Another reason she cited was the “mismatch” between the lending and deposits “tenure” which means banks facing a liquidity crunch has short term borrowings and long term lending. While the depositors invest in banks for a short period of time, the money is being loaned out by the bank for a longer term to a customer, which on an average is for a period of five years.
Eden Dema also said low interest rates on deposits which are much below the inflation rate can also lead to liquidity issues. “Deposit rates are low and as a result there is no incentive for any Bhutanese to save”, she explained.
In the meantime, RMA has for the first time introduced base rate system in the country. Operation guidelines on the base rate system for the financial institutions have been in effect since the beginning of this month.
The interest on loans if available will vary from bank to bank, because lending rates will be based on how much it costs each institution to congregate deposits to lend out as loans.
That means old banks such as BoBL and BNBL will be eligible to offer loans at lower interest rates than the rest.
The Base Rate is the minimum rate below which it shall not be viable for the financial institutions to lend. The Base Rate also serves as the reference benchmark rate for floating rate loan products, apart from other external market-based benchmark rates.
However, bankers say it’s just an additional regulation by the central bank and will not help the commercial banks in terms of lending as of now.
Talking to The Bhutanese, a veteran banker in the capital said, “No banks in the world are ready to admit that they have no money. If they are short of funds today, they will reveal it five or six years later”. This he said was to maintain the bank’s status in the market and to avoid panic among depositors.
Meanwhile the percentage of Non-Performing Loans (NPL) and Non-Performing Assets (NPA) with commercial banks in the country has suffered a rapid increase in the last few months since the credit crunch surfaced in April 2012. While there is no question of lending, some have difficulty in making huge payments to their clients through the current accounts of Banks due to the cash crunch.

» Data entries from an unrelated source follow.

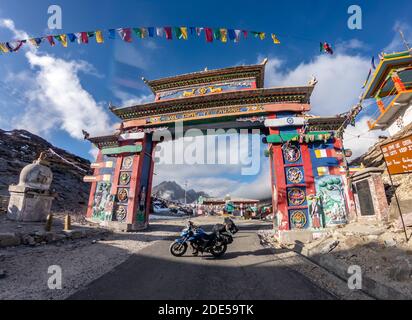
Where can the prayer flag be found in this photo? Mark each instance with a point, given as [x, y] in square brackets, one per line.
[99, 37]
[62, 38]
[168, 31]
[159, 32]
[125, 34]
[216, 34]
[183, 31]
[232, 34]
[275, 39]
[178, 32]
[112, 34]
[51, 40]
[199, 31]
[72, 37]
[223, 35]
[84, 37]
[237, 33]
[209, 34]
[367, 79]
[3, 48]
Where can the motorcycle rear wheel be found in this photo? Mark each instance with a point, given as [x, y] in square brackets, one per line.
[218, 249]
[178, 249]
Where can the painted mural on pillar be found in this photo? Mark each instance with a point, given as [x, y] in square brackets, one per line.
[332, 204]
[103, 202]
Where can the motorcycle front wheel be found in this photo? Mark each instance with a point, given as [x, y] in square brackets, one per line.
[218, 249]
[178, 249]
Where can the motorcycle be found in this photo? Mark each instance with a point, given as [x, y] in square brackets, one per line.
[200, 242]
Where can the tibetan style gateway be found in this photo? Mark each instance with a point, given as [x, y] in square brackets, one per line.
[306, 156]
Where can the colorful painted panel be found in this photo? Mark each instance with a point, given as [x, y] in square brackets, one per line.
[294, 175]
[103, 202]
[332, 199]
[315, 216]
[298, 219]
[291, 153]
[215, 112]
[296, 197]
[206, 89]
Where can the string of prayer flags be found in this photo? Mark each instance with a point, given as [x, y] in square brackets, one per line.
[62, 38]
[275, 39]
[223, 35]
[168, 31]
[209, 34]
[181, 33]
[125, 34]
[326, 47]
[99, 36]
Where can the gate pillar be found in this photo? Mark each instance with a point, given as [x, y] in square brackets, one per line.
[121, 185]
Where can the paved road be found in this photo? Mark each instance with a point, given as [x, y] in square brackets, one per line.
[247, 271]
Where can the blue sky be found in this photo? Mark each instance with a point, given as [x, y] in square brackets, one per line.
[38, 89]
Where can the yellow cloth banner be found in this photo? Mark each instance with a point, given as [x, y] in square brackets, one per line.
[183, 30]
[99, 37]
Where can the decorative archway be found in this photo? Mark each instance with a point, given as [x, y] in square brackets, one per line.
[305, 154]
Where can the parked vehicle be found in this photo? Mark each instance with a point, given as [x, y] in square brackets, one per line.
[199, 240]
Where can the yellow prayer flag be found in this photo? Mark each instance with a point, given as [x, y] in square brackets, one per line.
[183, 30]
[223, 35]
[99, 36]
[275, 39]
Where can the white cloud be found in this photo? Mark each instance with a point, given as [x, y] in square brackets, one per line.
[359, 139]
[54, 94]
[397, 44]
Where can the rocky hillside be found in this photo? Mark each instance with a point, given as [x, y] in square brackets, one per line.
[170, 190]
[374, 158]
[19, 148]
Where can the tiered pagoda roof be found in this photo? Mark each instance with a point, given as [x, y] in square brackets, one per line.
[299, 95]
[256, 72]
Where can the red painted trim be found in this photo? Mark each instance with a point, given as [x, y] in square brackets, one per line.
[89, 213]
[149, 185]
[116, 175]
[308, 170]
[134, 188]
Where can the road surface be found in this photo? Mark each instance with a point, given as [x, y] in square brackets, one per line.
[247, 271]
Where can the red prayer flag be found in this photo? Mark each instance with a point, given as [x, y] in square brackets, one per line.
[209, 34]
[168, 31]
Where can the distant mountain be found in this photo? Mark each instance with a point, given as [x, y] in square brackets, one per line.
[170, 190]
[19, 148]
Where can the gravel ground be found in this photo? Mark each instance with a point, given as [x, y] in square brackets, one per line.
[82, 261]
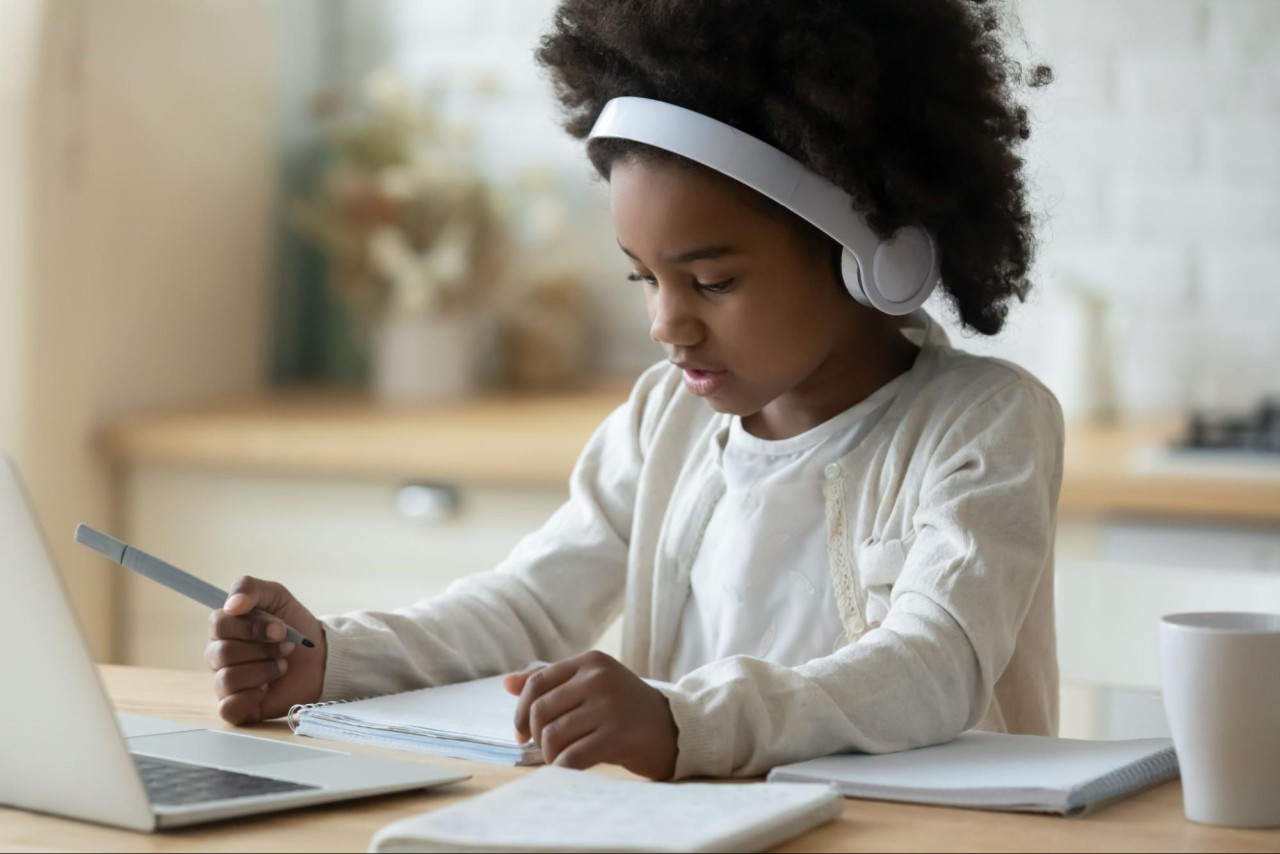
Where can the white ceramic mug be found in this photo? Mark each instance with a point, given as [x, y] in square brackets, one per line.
[1221, 686]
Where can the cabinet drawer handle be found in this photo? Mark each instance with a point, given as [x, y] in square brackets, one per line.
[428, 502]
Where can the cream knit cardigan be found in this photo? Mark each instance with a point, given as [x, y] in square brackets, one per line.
[941, 547]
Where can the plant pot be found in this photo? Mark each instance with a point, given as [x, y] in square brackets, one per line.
[424, 357]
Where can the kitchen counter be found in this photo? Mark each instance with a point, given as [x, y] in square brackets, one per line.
[534, 439]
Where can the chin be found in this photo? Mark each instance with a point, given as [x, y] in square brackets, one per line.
[728, 406]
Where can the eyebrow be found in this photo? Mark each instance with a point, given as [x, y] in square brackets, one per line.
[699, 254]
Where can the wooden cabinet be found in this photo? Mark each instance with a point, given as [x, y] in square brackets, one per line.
[350, 505]
[338, 544]
[307, 491]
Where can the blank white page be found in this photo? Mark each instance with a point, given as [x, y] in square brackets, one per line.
[557, 809]
[982, 761]
[480, 709]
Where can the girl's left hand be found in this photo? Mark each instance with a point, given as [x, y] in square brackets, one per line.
[589, 709]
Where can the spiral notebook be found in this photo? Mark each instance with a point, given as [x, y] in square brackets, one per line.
[995, 771]
[469, 720]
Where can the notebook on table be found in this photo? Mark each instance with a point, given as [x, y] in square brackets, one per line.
[995, 771]
[557, 809]
[469, 720]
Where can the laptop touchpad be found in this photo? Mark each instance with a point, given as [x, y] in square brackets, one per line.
[224, 749]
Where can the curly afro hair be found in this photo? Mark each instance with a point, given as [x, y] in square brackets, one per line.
[905, 104]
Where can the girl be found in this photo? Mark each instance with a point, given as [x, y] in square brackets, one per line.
[827, 529]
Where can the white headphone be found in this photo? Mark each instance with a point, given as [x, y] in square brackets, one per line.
[894, 275]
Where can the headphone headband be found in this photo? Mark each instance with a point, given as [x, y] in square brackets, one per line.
[894, 275]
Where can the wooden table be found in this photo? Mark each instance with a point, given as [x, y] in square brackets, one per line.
[1151, 821]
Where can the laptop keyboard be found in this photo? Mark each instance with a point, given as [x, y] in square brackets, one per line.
[176, 782]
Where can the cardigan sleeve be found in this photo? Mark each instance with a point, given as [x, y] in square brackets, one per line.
[551, 598]
[983, 543]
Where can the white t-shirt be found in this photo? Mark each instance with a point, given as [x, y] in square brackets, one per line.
[764, 589]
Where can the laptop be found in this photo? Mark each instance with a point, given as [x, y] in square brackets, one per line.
[64, 750]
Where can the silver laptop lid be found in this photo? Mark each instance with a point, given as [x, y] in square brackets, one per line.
[60, 748]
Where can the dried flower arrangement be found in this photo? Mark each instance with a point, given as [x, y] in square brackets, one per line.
[411, 227]
[402, 214]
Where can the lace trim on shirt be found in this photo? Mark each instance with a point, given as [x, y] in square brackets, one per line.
[841, 565]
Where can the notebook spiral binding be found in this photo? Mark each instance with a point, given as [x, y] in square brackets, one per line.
[293, 717]
[1132, 777]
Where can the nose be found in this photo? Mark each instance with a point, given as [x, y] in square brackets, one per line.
[672, 320]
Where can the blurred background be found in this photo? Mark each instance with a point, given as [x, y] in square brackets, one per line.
[319, 291]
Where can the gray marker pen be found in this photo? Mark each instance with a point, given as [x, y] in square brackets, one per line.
[165, 574]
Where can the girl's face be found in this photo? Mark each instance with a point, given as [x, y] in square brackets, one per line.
[749, 310]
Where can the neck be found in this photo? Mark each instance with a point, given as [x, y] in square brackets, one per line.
[874, 355]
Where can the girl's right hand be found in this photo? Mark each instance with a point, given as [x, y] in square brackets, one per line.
[257, 675]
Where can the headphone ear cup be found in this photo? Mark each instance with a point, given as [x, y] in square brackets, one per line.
[904, 270]
[851, 274]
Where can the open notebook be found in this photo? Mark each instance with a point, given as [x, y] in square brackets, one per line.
[993, 771]
[470, 721]
[557, 809]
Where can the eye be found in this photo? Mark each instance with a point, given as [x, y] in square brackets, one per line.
[716, 287]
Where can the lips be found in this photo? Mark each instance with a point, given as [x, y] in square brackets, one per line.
[702, 380]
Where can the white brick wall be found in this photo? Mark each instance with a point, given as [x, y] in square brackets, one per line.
[1156, 158]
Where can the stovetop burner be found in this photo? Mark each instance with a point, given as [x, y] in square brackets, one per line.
[1257, 430]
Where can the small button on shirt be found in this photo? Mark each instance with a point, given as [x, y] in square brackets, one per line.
[764, 588]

Several hundred personal home builders and contractors across the country, especially in Thimphu face severe issues with regard to monthly payments on the loans they had taken earlier because the incomplete buildings are not even ready to yield rental income which force them to default on their payments.
Contractors and experts fear that such a situation can trigger a real-estate crisis soon.
Even if the bank forecloses or seize collaterals from the defaulters, the bank will have to eventually sell it in the market. However, with no financial assistance at all from the banks there will be a dearth of buyers despite a decrease in the land value.
Since loans are not available, the worst hit is the construction and automobile industry (see automobile industry story on page 1) which needs continuous flow of funds to carry out various projects on time. Apart from private home builders, this also includes the government’s huge ongoing developmental construction works like highway networks, bridges, schools, medical units, farm roads, electricity supply, Gewog centers etc.
Secretary General of the Bhutan Chamber of Commerce and Industry Phub Tshering said members of the private sector including construction industry shall meet to discuss, analyze and sort out issues.